SKURÐR

L’Encyclopédie de l’Univers Viking

SKURÐR

SKURÐR

Nom masculin vieux-norrois, skurðr (génitif skurðar, pluriel skurðir), désignant d’abord une entaille, une coupe ou une incision, puis, dans certains contextes, une part résultant d’une découpe ou d’un partage.

LangueVieux norrois / vieil islandais
PériodeÂge Viking — Moyen Âge nordique
ZoneScandinavie / monde nordique
Niveau documentaire Bien attesté

L’entrée repose sur des attestations historiques, lexicales ou documentaires solides, à replacer dans leur contexte.

Comprendre le terme

Le terme est attesté dans des textes nordiques médiévaux pour décrire l’action de couper ou de tailler. Il apparaît également dans des contextes relatifs au partage des baleines échouées et aux droits associés aux épaves ou aux produits de la mer.
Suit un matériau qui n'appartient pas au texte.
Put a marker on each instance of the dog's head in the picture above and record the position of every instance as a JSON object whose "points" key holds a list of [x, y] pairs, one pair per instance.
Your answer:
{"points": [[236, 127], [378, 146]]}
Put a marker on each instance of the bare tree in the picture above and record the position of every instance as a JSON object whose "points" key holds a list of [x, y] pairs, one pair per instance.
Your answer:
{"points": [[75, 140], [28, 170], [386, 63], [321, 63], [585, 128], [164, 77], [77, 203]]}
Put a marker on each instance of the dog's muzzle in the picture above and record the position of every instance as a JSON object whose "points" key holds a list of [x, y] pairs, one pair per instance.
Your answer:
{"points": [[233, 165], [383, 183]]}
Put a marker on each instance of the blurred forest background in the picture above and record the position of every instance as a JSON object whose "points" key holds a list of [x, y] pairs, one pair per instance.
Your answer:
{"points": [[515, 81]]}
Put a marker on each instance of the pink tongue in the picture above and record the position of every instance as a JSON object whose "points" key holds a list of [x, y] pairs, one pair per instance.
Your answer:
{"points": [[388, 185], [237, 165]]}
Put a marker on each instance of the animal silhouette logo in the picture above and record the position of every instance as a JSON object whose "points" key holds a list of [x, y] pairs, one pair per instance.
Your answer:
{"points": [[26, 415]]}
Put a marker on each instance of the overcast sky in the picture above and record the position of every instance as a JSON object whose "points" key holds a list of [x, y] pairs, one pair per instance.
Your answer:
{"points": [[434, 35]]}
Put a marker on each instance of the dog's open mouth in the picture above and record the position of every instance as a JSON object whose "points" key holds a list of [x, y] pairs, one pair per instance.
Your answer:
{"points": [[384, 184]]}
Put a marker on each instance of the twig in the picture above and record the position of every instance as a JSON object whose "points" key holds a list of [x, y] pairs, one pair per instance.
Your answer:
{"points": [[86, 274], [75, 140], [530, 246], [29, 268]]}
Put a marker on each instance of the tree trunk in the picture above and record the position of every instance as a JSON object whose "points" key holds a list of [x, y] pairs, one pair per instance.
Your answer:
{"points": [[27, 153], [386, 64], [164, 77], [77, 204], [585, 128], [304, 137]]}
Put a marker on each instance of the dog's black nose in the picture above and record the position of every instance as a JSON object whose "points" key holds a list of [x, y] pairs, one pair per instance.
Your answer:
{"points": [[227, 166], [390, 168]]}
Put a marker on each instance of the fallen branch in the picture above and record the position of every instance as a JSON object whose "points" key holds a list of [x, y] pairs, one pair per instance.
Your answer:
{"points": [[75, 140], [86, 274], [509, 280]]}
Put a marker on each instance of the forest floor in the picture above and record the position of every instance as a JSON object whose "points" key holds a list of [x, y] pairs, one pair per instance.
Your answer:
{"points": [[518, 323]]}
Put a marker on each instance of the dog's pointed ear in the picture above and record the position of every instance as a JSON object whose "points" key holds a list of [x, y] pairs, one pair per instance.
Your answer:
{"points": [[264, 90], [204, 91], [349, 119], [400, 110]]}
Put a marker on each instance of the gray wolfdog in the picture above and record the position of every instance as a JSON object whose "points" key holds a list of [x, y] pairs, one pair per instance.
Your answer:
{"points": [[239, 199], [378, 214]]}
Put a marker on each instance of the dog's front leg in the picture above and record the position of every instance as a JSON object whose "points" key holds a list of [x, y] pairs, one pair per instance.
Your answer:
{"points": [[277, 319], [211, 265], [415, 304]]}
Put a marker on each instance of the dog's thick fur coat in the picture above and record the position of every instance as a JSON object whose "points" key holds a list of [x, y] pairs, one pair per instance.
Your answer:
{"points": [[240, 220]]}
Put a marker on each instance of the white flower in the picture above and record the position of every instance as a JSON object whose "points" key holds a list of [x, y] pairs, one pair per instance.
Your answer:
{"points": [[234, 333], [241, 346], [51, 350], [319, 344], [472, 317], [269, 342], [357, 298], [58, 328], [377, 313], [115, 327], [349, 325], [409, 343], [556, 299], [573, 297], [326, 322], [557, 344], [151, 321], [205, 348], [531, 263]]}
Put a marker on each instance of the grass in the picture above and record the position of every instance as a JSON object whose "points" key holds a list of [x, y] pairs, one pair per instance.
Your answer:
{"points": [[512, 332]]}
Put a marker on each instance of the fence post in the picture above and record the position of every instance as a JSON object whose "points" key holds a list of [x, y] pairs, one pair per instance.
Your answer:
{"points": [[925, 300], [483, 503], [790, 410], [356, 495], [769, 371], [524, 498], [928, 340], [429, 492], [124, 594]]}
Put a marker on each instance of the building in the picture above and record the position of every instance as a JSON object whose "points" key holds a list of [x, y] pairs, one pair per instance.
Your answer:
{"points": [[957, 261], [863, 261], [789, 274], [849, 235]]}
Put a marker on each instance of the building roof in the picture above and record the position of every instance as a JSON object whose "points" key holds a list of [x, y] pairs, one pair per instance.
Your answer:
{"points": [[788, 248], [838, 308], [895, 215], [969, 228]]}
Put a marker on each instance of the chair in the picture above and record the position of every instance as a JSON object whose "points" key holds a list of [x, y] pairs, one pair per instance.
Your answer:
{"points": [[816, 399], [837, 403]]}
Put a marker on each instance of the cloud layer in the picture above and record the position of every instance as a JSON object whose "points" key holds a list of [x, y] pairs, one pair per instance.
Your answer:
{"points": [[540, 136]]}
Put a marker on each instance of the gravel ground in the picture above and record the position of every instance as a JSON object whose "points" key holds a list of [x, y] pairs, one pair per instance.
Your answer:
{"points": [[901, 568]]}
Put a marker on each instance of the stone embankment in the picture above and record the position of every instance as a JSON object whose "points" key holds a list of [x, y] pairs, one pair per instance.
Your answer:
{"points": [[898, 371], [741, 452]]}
Dans ces emplois, skurðr peut être traduit par « part de découpe », « portion » ou « droit de partage », mais la valeur exacte dépend du contexte.

Contexte historique

Skurðr appartient au vocabulaire vieux-norrois de l’Âge viking et du Moyen Âge nordique. Les attestations conservées proviennent notamment de textes islandais médiévaux, où le mot s’insère dans des descriptions de pratiques de découpe, de partage et de droits attachés à certaines ressources. Elles ne permettent pas toujours de déterminer s’il s’agit d’une opération matérielle, d’une part attribuée ou d’un droit juridique précis.

Usage et fonction

Le mot pouvait désigner une coupe, une entaille ou un travail de taille, notamment dans l’expression relative à la découpe de la tourbe. Dans des formulations concernant les baleines échouées, il semble aussi renvoyer à une part ou à un droit obtenu lors de la découpe et de la répartition de l’animal.

Ce que l’on sait

Skurðr est un nom masculin dérivé de skera, « couper ». Sa flexion est skurðr, skurðar au génitif et skurðir au pluriel. Le sens concret de « coupe », « entaille » ou « taille » est attesté. Le terme est également employé dans des passages mentionnant la découpe et le partage d’une baleine, ainsi que la coupe de la tourbe.

Ce qui est débattu

Dans les contextes portant sur les baleines échouées ou les droits d’exploitation, la traduction exacte de skurðr reste discutée : le mot peut désigner l’action de découper, la part obtenue par cette opération ou un droit de partage. Les textes ne permettent pas d’établir qu’il s’agissait partout d’une institution juridique uniforme.

À retenir

Skurðr est un terme vieux-norrois lié прежде tout à la coupe et à l’entaille. Selon le contexte, il peut aussi désigner une portion ou un droit associé au partage, notamment pour les baleines échouées. Son interprétation précise doit rester contextuelle.